Note: See Using Box Charts to Compare Subgroups in the SAS/QC Sample Library.
In this example, a box chart is used to compare the delay times for airline flights during the Christmas holidays with the
delay times prior to the holiday period. The following statements create a data set named Times
with the delay times in minutes for 25 flights each day. When a flight is cancelled, the delay is recorded as a missing value.

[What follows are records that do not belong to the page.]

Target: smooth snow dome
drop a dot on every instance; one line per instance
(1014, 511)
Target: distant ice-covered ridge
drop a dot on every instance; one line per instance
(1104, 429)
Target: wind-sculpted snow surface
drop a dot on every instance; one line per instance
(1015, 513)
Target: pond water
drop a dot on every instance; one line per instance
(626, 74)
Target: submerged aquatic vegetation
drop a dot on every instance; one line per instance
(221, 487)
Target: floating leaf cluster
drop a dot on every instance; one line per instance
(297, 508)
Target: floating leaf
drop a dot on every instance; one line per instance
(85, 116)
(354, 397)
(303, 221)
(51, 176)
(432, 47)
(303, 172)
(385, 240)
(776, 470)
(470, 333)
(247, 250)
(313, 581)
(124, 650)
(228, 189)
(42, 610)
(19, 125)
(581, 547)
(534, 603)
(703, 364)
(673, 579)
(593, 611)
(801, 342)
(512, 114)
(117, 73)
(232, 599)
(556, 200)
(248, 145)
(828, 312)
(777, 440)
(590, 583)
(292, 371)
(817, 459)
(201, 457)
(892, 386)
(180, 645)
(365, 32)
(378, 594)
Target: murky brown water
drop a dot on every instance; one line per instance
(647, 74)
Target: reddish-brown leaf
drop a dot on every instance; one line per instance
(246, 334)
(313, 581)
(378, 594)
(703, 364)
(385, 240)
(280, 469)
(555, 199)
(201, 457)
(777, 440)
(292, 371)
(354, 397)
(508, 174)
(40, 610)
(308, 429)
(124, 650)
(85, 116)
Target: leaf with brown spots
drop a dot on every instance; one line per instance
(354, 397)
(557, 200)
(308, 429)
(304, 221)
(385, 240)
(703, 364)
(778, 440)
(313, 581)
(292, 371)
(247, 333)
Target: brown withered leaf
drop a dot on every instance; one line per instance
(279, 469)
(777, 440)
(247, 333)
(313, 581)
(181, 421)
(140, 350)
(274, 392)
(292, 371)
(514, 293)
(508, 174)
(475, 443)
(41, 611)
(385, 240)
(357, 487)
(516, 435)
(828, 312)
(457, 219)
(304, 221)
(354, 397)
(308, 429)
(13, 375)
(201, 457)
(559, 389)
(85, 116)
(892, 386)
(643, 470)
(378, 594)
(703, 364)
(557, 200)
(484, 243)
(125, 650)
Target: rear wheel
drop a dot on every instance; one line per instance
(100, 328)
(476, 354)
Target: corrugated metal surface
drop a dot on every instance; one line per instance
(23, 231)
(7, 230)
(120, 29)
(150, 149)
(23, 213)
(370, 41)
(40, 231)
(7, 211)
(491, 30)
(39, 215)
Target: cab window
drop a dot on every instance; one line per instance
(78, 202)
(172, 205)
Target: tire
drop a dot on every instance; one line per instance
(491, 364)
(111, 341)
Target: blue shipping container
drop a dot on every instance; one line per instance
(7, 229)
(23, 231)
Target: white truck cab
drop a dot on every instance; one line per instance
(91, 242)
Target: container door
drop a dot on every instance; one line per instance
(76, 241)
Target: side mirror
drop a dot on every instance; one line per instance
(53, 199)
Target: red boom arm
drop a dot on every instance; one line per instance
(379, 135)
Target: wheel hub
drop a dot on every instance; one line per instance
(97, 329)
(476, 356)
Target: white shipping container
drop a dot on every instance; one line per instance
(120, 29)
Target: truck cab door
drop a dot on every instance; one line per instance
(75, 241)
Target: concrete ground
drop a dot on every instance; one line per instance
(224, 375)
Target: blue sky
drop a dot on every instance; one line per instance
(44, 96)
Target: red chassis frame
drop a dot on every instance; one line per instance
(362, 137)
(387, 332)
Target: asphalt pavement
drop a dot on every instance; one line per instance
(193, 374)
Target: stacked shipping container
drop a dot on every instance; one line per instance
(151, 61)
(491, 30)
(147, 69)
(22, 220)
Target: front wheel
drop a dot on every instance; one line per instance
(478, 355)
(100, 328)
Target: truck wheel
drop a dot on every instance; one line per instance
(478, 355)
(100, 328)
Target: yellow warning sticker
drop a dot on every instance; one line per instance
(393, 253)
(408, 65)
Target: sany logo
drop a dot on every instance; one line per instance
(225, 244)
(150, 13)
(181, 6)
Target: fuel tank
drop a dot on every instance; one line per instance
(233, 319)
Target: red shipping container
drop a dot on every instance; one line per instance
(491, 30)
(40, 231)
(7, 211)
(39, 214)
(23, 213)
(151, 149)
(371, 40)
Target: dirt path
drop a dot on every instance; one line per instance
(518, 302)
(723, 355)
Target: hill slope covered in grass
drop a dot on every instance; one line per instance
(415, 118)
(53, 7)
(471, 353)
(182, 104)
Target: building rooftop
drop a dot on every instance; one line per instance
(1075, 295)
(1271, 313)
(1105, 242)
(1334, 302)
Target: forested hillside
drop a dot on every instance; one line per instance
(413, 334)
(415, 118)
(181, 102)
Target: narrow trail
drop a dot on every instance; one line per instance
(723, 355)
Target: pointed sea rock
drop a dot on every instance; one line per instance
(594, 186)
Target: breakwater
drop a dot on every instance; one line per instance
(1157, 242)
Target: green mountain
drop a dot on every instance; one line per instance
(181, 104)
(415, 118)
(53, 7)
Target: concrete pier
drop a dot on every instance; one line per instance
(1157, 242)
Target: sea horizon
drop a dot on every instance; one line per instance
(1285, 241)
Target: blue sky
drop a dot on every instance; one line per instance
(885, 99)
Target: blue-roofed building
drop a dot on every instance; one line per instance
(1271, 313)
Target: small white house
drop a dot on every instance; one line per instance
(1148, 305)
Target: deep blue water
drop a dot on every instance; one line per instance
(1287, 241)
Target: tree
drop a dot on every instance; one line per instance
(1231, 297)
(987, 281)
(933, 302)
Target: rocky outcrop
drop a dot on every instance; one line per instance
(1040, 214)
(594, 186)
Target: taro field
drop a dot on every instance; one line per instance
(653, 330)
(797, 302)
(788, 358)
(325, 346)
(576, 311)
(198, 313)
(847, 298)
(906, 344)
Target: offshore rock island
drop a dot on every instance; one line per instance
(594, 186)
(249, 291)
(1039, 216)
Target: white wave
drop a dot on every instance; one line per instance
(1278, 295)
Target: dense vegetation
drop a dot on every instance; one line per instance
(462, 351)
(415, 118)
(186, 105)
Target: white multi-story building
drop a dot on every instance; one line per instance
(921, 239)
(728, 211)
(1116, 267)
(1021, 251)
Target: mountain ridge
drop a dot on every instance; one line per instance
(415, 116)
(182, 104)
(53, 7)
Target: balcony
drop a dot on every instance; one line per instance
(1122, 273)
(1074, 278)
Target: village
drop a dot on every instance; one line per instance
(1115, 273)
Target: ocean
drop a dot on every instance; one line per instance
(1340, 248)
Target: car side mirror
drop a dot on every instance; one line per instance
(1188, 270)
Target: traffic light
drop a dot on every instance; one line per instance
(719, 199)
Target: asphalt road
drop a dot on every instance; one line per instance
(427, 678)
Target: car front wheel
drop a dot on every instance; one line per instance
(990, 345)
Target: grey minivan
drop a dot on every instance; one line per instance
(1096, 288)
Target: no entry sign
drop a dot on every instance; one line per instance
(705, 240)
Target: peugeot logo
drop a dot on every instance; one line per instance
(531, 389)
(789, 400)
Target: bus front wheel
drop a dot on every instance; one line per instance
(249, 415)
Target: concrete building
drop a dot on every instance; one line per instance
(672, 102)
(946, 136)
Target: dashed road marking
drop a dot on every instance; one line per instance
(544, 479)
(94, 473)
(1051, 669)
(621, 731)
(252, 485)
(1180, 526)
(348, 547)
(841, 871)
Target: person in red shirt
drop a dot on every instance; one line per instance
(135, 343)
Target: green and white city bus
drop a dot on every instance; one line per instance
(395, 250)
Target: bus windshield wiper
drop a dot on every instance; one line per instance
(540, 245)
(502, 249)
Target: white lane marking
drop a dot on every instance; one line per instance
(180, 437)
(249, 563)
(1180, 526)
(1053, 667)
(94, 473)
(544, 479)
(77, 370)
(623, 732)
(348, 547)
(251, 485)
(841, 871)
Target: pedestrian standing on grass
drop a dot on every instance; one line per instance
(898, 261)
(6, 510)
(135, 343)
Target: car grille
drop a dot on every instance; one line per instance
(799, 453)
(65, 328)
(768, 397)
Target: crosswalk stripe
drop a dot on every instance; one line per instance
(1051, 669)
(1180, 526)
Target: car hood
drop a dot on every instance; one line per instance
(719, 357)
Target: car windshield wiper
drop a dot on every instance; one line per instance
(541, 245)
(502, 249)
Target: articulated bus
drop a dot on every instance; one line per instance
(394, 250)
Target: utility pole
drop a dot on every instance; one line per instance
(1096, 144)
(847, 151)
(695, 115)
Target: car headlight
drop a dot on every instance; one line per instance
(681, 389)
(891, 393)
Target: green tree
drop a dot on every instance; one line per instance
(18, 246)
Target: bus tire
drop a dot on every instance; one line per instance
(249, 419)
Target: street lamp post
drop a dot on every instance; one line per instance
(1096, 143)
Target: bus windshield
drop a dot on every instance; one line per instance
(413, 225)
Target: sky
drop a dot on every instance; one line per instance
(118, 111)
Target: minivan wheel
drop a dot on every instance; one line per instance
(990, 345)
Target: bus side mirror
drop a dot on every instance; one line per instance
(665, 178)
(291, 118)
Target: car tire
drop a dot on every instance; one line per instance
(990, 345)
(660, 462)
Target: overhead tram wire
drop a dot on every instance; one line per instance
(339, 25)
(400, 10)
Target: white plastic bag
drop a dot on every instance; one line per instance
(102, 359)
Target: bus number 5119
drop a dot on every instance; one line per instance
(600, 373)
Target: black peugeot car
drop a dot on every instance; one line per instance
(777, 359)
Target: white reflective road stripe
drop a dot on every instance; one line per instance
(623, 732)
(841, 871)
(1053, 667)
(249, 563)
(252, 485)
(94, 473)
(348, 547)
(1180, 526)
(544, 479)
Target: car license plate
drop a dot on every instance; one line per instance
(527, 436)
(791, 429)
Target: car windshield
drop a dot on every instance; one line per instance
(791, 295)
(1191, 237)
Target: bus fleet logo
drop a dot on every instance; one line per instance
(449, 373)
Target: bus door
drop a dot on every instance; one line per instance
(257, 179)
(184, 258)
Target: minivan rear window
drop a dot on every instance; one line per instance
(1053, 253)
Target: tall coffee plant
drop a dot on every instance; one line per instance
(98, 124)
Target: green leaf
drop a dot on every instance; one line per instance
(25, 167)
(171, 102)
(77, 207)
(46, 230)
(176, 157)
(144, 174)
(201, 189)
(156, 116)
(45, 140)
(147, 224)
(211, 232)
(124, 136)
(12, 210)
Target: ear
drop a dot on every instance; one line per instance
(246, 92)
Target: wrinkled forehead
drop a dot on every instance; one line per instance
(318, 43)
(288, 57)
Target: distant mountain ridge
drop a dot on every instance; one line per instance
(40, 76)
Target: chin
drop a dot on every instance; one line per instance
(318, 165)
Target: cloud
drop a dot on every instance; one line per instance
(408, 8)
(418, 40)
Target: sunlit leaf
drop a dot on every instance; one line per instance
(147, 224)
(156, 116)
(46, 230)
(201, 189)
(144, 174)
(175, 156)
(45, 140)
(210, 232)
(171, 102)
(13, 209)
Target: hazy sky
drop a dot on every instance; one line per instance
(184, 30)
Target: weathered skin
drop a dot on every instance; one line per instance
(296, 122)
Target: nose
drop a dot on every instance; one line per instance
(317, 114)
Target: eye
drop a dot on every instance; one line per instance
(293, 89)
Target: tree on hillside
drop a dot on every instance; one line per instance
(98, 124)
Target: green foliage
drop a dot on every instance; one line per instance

data Times; informat Day date7. ; format Day date7. ; input Day @ ; do Flight=1 to 25; input Delay @ ; output; end; datalines; 16DEC88 4 12 2 2 18 5 6 21 0 0 0 14 3 . 2 3 5 0 6 19 7 4 9 5 10 17DEC88 1 10 3 3 0 1 5 0 . . 1 5 7 1 7 2 2 16 2 1 3 1 31 5 0 18DEC88 7 8 4 2 3 2 7 6 11 3 2 7 0 1 10 2 3 12 8 6 2 7 2 4 5 19DEC88 15 6 9 0 15 7 1 1 0 2 5 6 5 14 7 20 8 1 14 3 10 0 1 11 7 20DEC88 2 1 0 4 4 6 2 2 1 4 1 11 . 1 0 6 5 5 4 2 2 6 6 4 0 21DEC88 2 6 6 2 7 7 5 2 5 0 9 2 4 2 5 1 4 7 5 6 5 0 4 36 28 22DEC88 3 7 22 1 11 11 39 46 7 33 19 21 1 3 43 23 9 0 17 35 50 0 2 1 0 23DEC88 6 11 8 35 36 19 21 . . 4 6 63 35 3 12 34 9 0 46 0 0 36 3 0 14 24DEC88 13 2 10 4 5 22 21 44 66 13 8 3 4 27 2 12 17 22 19 36 9 72 2 4 4 25DEC88 4 33 35 0 11 11 10 28 34 3 24 6 17 0 8 5 7 19 9 7 21 17 17 2 6 26DEC88 3 8 8 2 7 7 8 2 5 9 2 8 2 10 16 9 5 14 15 1 12 2 2 14 18 ;
First, the MEANS procedure is used to count the number of cancelled flights for each day. This information is then added to
the data set Times
.
proc means data=Times noprint; var Delay; by Day ; output out=Cancel nmiss=Ncancel; data Times; merge Times cancel; by Day; run;
The following statements create a data set named Weather
that contains information about possible causes for delays. This data set is merged with the data set Times
.
data Weather; informat Day date7. ; format Day date7. ; length Reason $ 16 ; input Day Flight Reason & ; datalines; 16DEC88 8 Fog 17DEC88 18 Snow Storm 17DEC88 23 Sleet 21DEC88 24 Rain 21DEC88 25 Rain 22DEC88 7 Mechanical 22DEC88 15 Late Arrival 24DEC88 9 Late Arrival 24DEC88 22 Late Arrival ; data Times; merge Times Weather; by Day Flight; run;
Next, control limits are established using the delays prior to the holiday period.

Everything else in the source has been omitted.